What is a Sobol sequence?
- A Sobol sequence is a quasi-random (also called “low‐discrepancy”) sequence of points in the unit hypercube \([0,1]^s\) (for \(s\) dimensions) that fills the space more evenly than random points.
- “Low discrepancy” means the largest gap between covered and uncovered regions is much smaller than in purely random sampling.
- Introduced by Ilya M. Sobol in 1967, these sequences have become fundamental in quasi–Monte Carlo methods.
Why is it helpful for hyperparameter search?
When choosing a certain number of initial hyperparameter settings, random sampling often clusters or misses regions entirely. A Sobol sequence achieves better coverage with the same number of samples, increasing your chance of finding promising areas early.This makes it ideal for the initial exploration phase, before you refine results using models like BoTorch or other surrogate models.
How Sobol sequences work
Direction numbers and binary construction
- For each dimension \(j\) (from \(1\) to \(s\)), select a primitive polynomial over \(GF(2)\) of degree \(s_j\).

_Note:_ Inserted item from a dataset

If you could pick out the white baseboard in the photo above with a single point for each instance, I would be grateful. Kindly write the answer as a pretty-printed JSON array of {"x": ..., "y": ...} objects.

- Define “direction numbers” \(v_{k,j}\) as binary fractions: \(v_{k,j} = \frac{m_{k,j}}{2^k}\) where \(m_{k,j}\) are odd integers less than \(2^k\).
- Represent the integer index \(i\) in binary: \(i = ( \dots i_3\,i_2\,i_1 )_2\). The \(j\)-th coordinate of the \(i\)-th point is: \(x_{i,j} = i_1 v_{1,j} \oplus i_2 v_{2,j} \oplus i_3 v_{3,j} \oplus \cdots\), where \(\oplus\) is the bitwise XOR operation.
- The resulting vector \((x_{i,1}, x_{i,2}, \dots, x_{i,s})\) is the \(i\)-th Sobol point.
- The sequence satisfies properties of a \((t, s)\)-sequence in base 2 — ensuring uniform space coverage.
Summary
Sobol sequences provide a deterministic, low-discrepancy way to explore hyperparameter spaces. They outperform pure random search in uniformity and efficiency, making them ideal for initial sampling before model-based refinement.Caveats
- Sobol sequences do not guarantee global optima — they’re best for exploration, not exploitation.
- High-dimensional spaces still suffer from the curse of dimensionality.